By Ben Bannister, Product Marketing Director
Supporting requirements for fast time-to-market, lean operations and agile service provisioning is an essential need for network operators across most developing markets. Operators need to be able to squeeze the highest level of performance from their networks. This is crucial for their prosperity and many now see a combination of cloud delivery and managed services as a means to accomplishing this.
Facing paper-thin wholesale margins and intense competition, operators in the developing regions need to be able to implement new services quickly, to drive revenue and margin growth, but at a low CAPEX threshold. It is here that operators are increasingly seeing the business value a managed service proposition can bring, particularly when they consider the cost and complexity involved in supporting back-office processes for wholesale business management. Interconnect fraud protection, wholesale revenue assurance, interconnect billing and roaming traffic management can all benefit from cloud-based process management and cloud-based IT environments. Different aspects of wholesale and interconnection management are becoming increasingly acceptable for operators in emerging markets.
For example, by deploying interconnect billing and reconciliation systems in the cloud, operators benefit from optimum process efficiency, improved economies of scale and even substantially reduced revenue leakage, through error rate reduction among other things. While the benefits to the bottom line from a high-quality wholesale billing solution are clear, operators in emerging markets are concerned about the CAPEX needed to deploy this in-house, as well as the unacceptable associated project risk. The implementation of OSS is usually a lengthy and expensive affair, demanding time and resources. This goes against the instincts of many operators, who place a higher value on agility, to ensure that they cannot be outmanoeuvred by their competitors.

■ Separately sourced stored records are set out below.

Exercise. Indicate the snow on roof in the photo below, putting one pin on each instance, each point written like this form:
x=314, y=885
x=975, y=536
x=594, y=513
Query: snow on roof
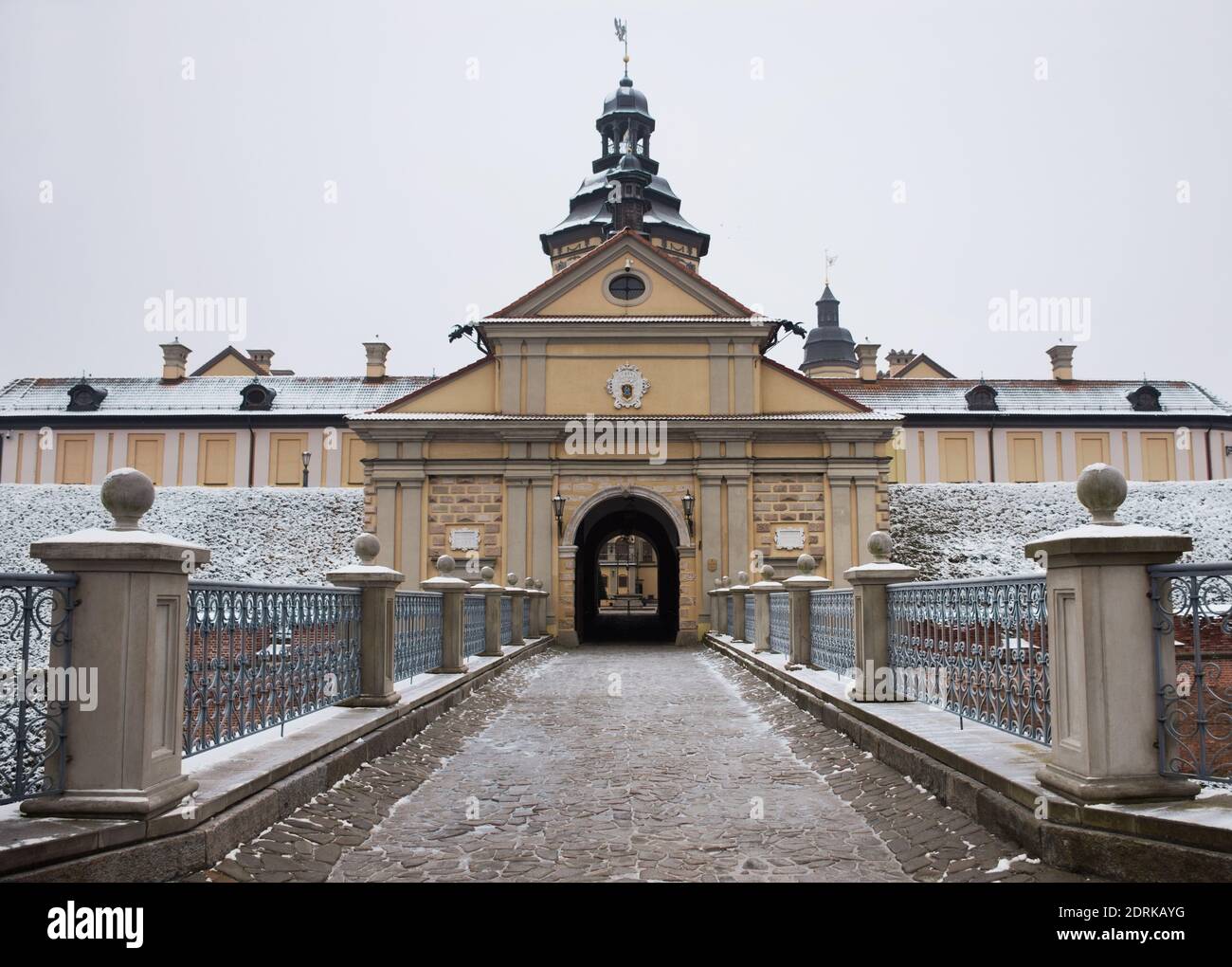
x=617, y=418
x=1063, y=397
x=130, y=395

By opting for a cloud-based approach, operators benefit from rapid implementation, no CAPEX and cost of ownership directly associated with usage and revenue. The cloud approach also negates the need for software licensing or hardware procurement, while providing a solution that can quickly scale to meet demand and rapidly demonstrate a return on investment. Under these arrangements a managed service provider focuses on providing the system infrastructure and its back-end management. This eliminates the need to retain a pool of highly skilled employees to operate these systems and frees the operator’s in-house team to focus on securing the best commercial relationships with its partners. In fact cloud-based managed service options offer both flexibility and control through online user portals, near real-time reporting and web-based dashboards. This provides exactly the same or better levels of commercial control compared to an in-house solution.

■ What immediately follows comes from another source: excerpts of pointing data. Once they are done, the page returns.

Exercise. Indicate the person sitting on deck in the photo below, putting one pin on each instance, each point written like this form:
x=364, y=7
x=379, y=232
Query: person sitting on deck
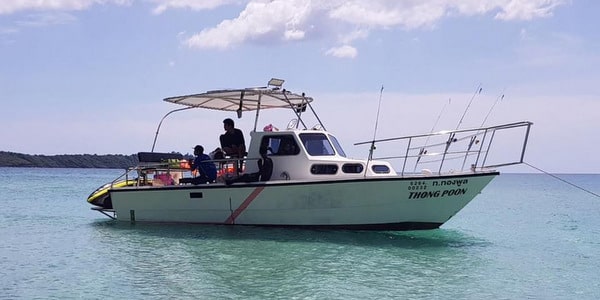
x=207, y=171
x=265, y=169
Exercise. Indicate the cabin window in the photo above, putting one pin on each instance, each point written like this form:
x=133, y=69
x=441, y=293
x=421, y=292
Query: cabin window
x=337, y=146
x=380, y=169
x=352, y=168
x=316, y=144
x=281, y=144
x=323, y=169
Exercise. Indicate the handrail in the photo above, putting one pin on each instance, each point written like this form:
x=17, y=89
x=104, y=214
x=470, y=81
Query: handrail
x=456, y=150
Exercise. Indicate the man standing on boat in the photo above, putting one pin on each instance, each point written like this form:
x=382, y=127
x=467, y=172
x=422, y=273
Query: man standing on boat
x=232, y=141
x=206, y=169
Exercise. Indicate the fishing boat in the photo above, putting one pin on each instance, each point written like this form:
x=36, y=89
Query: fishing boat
x=410, y=182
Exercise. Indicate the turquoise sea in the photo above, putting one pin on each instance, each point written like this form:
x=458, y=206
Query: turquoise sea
x=527, y=236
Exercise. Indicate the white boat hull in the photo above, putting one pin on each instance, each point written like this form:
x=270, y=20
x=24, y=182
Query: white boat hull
x=398, y=203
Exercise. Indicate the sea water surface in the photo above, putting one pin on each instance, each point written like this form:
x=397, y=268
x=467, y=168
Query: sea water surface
x=527, y=236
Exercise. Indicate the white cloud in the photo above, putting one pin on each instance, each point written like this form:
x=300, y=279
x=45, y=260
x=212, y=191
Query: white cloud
x=10, y=6
x=44, y=19
x=163, y=5
x=345, y=21
x=528, y=9
x=279, y=18
x=345, y=51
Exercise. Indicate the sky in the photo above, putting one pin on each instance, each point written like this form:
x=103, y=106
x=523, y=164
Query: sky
x=89, y=76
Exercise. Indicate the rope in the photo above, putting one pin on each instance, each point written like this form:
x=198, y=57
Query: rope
x=565, y=181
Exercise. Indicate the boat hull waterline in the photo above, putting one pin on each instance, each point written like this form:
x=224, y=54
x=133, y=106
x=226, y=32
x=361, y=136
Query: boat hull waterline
x=367, y=204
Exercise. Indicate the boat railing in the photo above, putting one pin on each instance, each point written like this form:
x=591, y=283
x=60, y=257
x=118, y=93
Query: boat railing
x=455, y=150
x=171, y=172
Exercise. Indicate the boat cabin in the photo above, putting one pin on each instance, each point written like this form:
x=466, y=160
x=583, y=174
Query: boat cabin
x=310, y=154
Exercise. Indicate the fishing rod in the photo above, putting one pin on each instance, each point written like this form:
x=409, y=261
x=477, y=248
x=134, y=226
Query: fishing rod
x=477, y=92
x=422, y=151
x=498, y=99
x=376, y=124
x=474, y=140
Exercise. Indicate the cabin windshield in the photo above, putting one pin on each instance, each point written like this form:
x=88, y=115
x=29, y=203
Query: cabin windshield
x=317, y=144
x=337, y=146
x=281, y=144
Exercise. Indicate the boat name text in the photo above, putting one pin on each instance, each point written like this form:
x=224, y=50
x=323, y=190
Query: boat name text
x=437, y=194
x=456, y=182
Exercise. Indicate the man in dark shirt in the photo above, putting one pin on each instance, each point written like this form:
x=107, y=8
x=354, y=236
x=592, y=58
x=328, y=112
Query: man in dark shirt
x=206, y=169
x=232, y=142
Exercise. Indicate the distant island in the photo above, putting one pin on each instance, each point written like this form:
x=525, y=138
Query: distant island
x=107, y=161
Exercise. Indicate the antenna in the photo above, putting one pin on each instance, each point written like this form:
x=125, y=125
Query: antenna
x=376, y=124
x=477, y=92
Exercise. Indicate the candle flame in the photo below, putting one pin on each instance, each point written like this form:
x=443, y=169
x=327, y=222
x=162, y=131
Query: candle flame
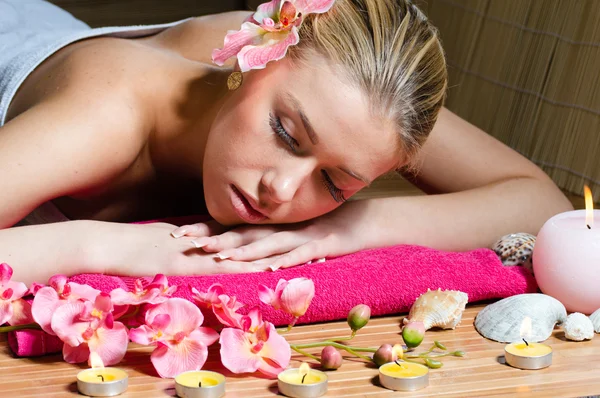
x=398, y=351
x=589, y=206
x=526, y=328
x=304, y=369
x=96, y=361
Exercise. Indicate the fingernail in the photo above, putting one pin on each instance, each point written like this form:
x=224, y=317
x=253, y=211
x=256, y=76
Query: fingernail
x=222, y=256
x=179, y=232
x=274, y=267
x=198, y=245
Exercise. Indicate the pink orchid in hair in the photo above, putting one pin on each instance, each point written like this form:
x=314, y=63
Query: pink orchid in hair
x=268, y=33
x=293, y=296
x=156, y=292
x=223, y=306
x=255, y=347
x=87, y=327
x=10, y=296
x=49, y=298
x=174, y=326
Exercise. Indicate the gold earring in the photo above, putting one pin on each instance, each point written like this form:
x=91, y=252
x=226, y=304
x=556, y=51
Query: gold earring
x=234, y=81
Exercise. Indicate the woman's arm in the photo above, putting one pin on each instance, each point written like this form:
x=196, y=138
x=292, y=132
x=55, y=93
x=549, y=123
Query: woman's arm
x=39, y=251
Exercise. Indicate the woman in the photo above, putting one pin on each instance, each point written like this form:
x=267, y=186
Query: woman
x=140, y=124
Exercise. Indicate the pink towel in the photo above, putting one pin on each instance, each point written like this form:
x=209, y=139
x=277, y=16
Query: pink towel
x=388, y=280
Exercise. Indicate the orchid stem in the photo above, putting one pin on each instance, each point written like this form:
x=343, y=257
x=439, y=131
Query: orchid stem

Given all the advantages associated with cloud-based wholesale business process management, operators in emerging markets are increasingly asking several questions: Why manage multiple wholesale partner systems when the processes they support can be managed for you? Why maintain multiple, costly in-house systems when you can enjoy the economies of scale and expertise of a specialist managed service provider? Why wait to make the move to cloud-based, managed services?